The pipeline was designed for use with the duplex method described in Kennedy et al. 2014, but the assumptions are relatively minimal, so you should be able to apply it to variants of the protocol.

Du Novo 2.0 is released under the GPLv2 license, except for some portions governed by the MIT license. Earlier versions were released under the BSD license. See LICENSE.txt for details.

Running Du Novo from Galaxy

We created a comprehensive tutorial explaining all aspects of interactive use of Du Novo from within Galaxy.

Running Du Novo on the command line

Dependencies

Required

The pipeline requires a Unix operating system and Python version 2.7. Linux is recommended. OS X and BSD may work, but are untested.
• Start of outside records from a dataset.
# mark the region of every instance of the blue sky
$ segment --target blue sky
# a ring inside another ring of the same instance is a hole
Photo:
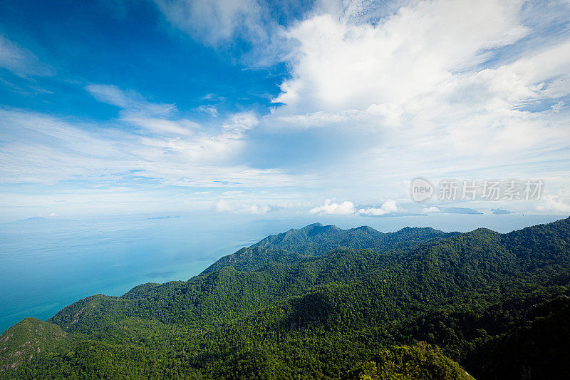
[[[567,215],[569,20],[561,0],[2,1],[1,220]],[[416,177],[545,185],[418,205]]]

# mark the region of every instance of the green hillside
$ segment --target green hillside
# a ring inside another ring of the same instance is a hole
[[[0,373],[16,368],[34,355],[53,349],[66,334],[57,324],[26,318],[0,335]]]
[[[0,377],[468,379],[460,365],[476,379],[569,373],[560,358],[570,355],[570,219],[509,234],[311,225],[238,252],[187,282],[68,306],[46,324],[66,338],[46,339],[48,349]]]

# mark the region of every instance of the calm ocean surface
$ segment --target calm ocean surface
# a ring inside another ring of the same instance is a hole
[[[160,218],[153,218],[162,217]],[[178,217],[174,217],[177,216]],[[369,218],[289,215],[268,219],[209,213],[28,220],[0,225],[0,332],[26,317],[46,319],[90,294],[119,296],[144,282],[187,280],[215,260],[265,236],[320,222],[508,232],[562,217],[430,215]]]

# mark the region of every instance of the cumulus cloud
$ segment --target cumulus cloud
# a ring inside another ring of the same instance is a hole
[[[309,210],[311,214],[335,214],[335,215],[348,215],[353,214],[355,212],[354,204],[348,200],[344,201],[342,203],[336,203],[331,202],[331,200],[325,200],[324,205],[313,207]]]
[[[166,19],[207,45],[217,46],[236,35],[266,38],[263,9],[255,0],[155,0]]]

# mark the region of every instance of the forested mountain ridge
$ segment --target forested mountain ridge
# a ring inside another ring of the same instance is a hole
[[[477,379],[569,374],[549,358],[570,355],[570,219],[382,251],[282,237],[261,245],[302,252],[294,263],[252,256],[261,262],[243,263],[255,270],[228,266],[70,305],[49,321],[66,339],[0,377],[469,378],[454,360]],[[548,346],[539,335],[561,338],[537,360],[533,347]]]
[[[237,270],[256,270],[271,263],[295,264],[309,256],[318,256],[338,248],[374,251],[411,249],[459,232],[444,232],[433,228],[405,227],[395,232],[380,232],[371,227],[342,230],[334,225],[314,223],[299,230],[270,235],[262,240],[224,256],[204,273],[230,265]]]

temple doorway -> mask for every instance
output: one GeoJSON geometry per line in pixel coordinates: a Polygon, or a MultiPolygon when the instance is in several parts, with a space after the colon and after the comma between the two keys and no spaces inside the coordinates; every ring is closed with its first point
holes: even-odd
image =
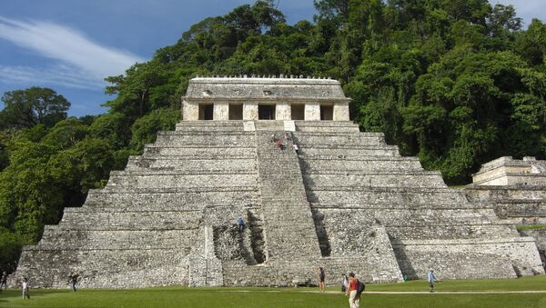
{"type": "Polygon", "coordinates": [[[212,120],[214,104],[199,104],[199,120],[212,120]]]}
{"type": "Polygon", "coordinates": [[[334,119],[334,107],[332,105],[320,105],[320,120],[332,121],[334,119]]]}
{"type": "Polygon", "coordinates": [[[275,105],[274,104],[258,104],[258,120],[275,120],[275,105]]]}
{"type": "Polygon", "coordinates": [[[243,119],[243,105],[241,104],[229,104],[229,120],[243,119]]]}
{"type": "Polygon", "coordinates": [[[305,120],[305,104],[292,104],[290,109],[292,120],[305,120]]]}

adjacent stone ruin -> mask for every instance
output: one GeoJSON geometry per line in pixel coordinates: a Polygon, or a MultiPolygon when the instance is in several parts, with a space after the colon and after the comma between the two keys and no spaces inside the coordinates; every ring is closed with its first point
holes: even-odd
{"type": "Polygon", "coordinates": [[[316,284],[318,266],[329,284],[430,267],[441,279],[544,273],[532,238],[382,134],[360,133],[348,102],[329,79],[192,79],[176,131],[66,208],[15,276],[128,288],[316,284]]]}
{"type": "Polygon", "coordinates": [[[546,263],[546,161],[498,158],[481,166],[466,192],[470,200],[491,204],[497,216],[520,225],[546,263]]]}

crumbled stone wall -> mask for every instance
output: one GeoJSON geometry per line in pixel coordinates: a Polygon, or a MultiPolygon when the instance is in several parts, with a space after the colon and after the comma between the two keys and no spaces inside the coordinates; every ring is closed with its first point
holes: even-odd
{"type": "Polygon", "coordinates": [[[328,284],[349,272],[423,278],[429,267],[440,279],[544,273],[532,239],[483,202],[496,193],[448,188],[382,134],[295,121],[283,150],[270,140],[282,121],[244,123],[184,121],[158,134],[24,248],[12,283],[67,288],[78,273],[89,288],[318,284],[318,266],[328,284]]]}

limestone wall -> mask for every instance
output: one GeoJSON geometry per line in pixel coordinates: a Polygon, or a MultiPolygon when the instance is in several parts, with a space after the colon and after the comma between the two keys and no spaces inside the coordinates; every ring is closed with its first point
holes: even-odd
{"type": "Polygon", "coordinates": [[[423,278],[430,267],[440,279],[543,273],[532,238],[484,201],[526,196],[519,206],[540,208],[546,190],[466,192],[349,122],[184,121],[84,206],[66,208],[24,248],[11,281],[65,288],[78,273],[88,288],[316,284],[318,266],[329,284],[349,272],[372,283],[423,278]],[[271,134],[285,129],[295,132],[280,149],[271,134]]]}

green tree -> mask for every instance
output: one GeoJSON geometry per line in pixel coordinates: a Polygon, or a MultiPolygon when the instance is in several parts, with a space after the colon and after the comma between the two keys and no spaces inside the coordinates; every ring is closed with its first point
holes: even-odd
{"type": "Polygon", "coordinates": [[[9,91],[2,101],[5,106],[0,113],[4,127],[32,127],[36,124],[53,126],[66,117],[70,103],[52,89],[33,86],[25,90],[9,91]]]}
{"type": "Polygon", "coordinates": [[[131,127],[131,147],[142,151],[144,145],[156,141],[158,131],[173,130],[180,119],[180,112],[174,109],[157,109],[138,120],[131,127]]]}

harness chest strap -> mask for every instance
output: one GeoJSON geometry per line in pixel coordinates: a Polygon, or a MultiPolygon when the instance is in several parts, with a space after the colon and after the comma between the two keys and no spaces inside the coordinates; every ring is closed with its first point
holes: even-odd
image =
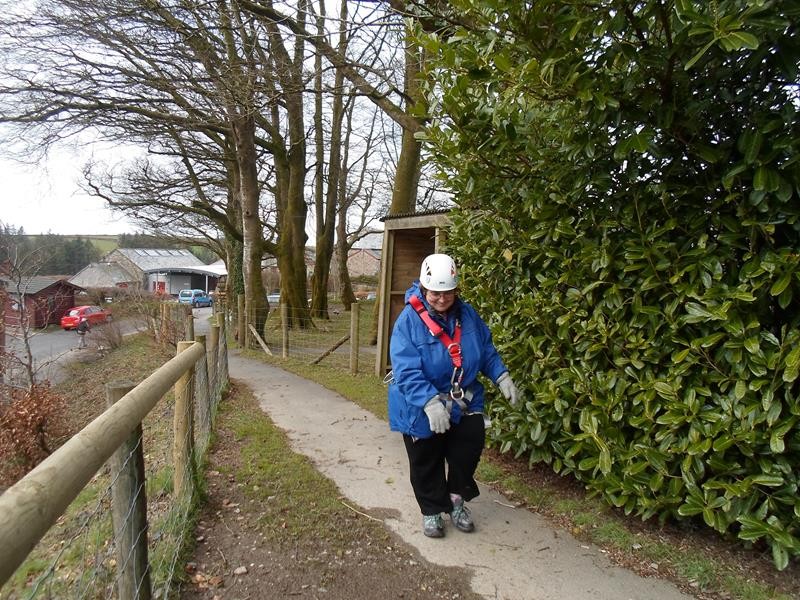
{"type": "Polygon", "coordinates": [[[434,321],[430,314],[428,314],[425,305],[422,304],[422,301],[417,298],[416,296],[411,296],[409,298],[408,303],[411,305],[419,318],[422,319],[422,322],[428,328],[428,331],[431,332],[431,335],[437,338],[444,347],[447,348],[447,353],[450,355],[450,359],[453,361],[453,366],[457,369],[461,368],[461,322],[456,321],[456,329],[455,329],[455,337],[451,338],[444,328],[439,325],[436,321],[434,321]]]}
{"type": "Polygon", "coordinates": [[[453,375],[450,378],[450,393],[448,394],[449,400],[447,401],[447,412],[450,412],[450,405],[453,401],[455,401],[461,407],[461,410],[466,411],[468,406],[467,403],[464,402],[465,392],[461,388],[461,379],[464,375],[463,370],[461,369],[461,321],[458,319],[456,320],[455,331],[453,337],[451,338],[444,328],[431,318],[431,315],[428,313],[425,305],[422,304],[418,297],[411,296],[411,298],[408,300],[408,303],[417,312],[419,318],[422,319],[422,322],[425,323],[425,326],[428,328],[428,331],[430,331],[431,335],[444,344],[444,347],[447,349],[447,353],[450,355],[450,360],[453,361],[453,375]]]}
It also requires several standard Unix tools. Version numbers in parentheses are what the software was tested with, but other versions likely work. These must be available on your $PATH:

the gcc command (4.8.4)
the make command (3.81)
the bash command (4.0)
the awk command (4.0.1)
the paste command (8.21)
the sort command (8.21)

Optional

To use align-families.py's -a mafft option, this must be available on your $PATH:

the mafft command (v7.271 or v7.123b)

To use the barcode error correction script correct.py, the following modules must be available from Python and the commands must be on your $PATH:

the networkx Python module (1.9, 1.10, or 1.11)
the bowtie command (1.2.1.1) (nothing below 1.1.2 is confirmed to work)
the bowtie-build command (1.2.1.1) (same)
the samtools command (0.1.18)

Download

Git

$ git clone --recursive https://github.com/galaxyproject/dunovo.git
$ cd dunovo
$ git checkout master
$ git submodule update --recursive

Via GitHub webpage

Click the releases tab at the top of this page, and find the latest release. Download the zip file (the "Source code (zip)" link), as well as kalign.zip, utillib.zip, and ET.zip. Extract the first zip file, then unzip the other three into the extracted directory and name those directories kalign, utillib, and ET, respectively.

In the end, the organization and names of the three directories should look like this:

dunovo
├─╴kalign
├─╴utillib
└─╴ET

Installation

$ cd dunovo
$ make

The make command is needed to compile the C modules and kalign, which are required. You need to be in the root source directory (where the file Makefile is) before running the command.

Testing

To check for obvious problems with the installation, you can run:

$ tests/run.sh active

Successful results should look like

        [script] ::: [input file]:
Files [test output] and [expected output] are identical

This won't catch every installation problem, but it should check that the basics are working.

Usage

This example shows how to go from raw duplex sequencing data to the final duplex consensus sequences.

Your raw reads should be in reads_1.fastq and reads_2.fastq. And the scripts align-families.py, make-consensi.py, baralign.sh, and correct.py should be on your $PATH. Also, in the following command, replace make-barcodes.awk with the actual path to that script (included in this code).

Sort the reads into families based on their barcodes and split the barcodes from the sequence.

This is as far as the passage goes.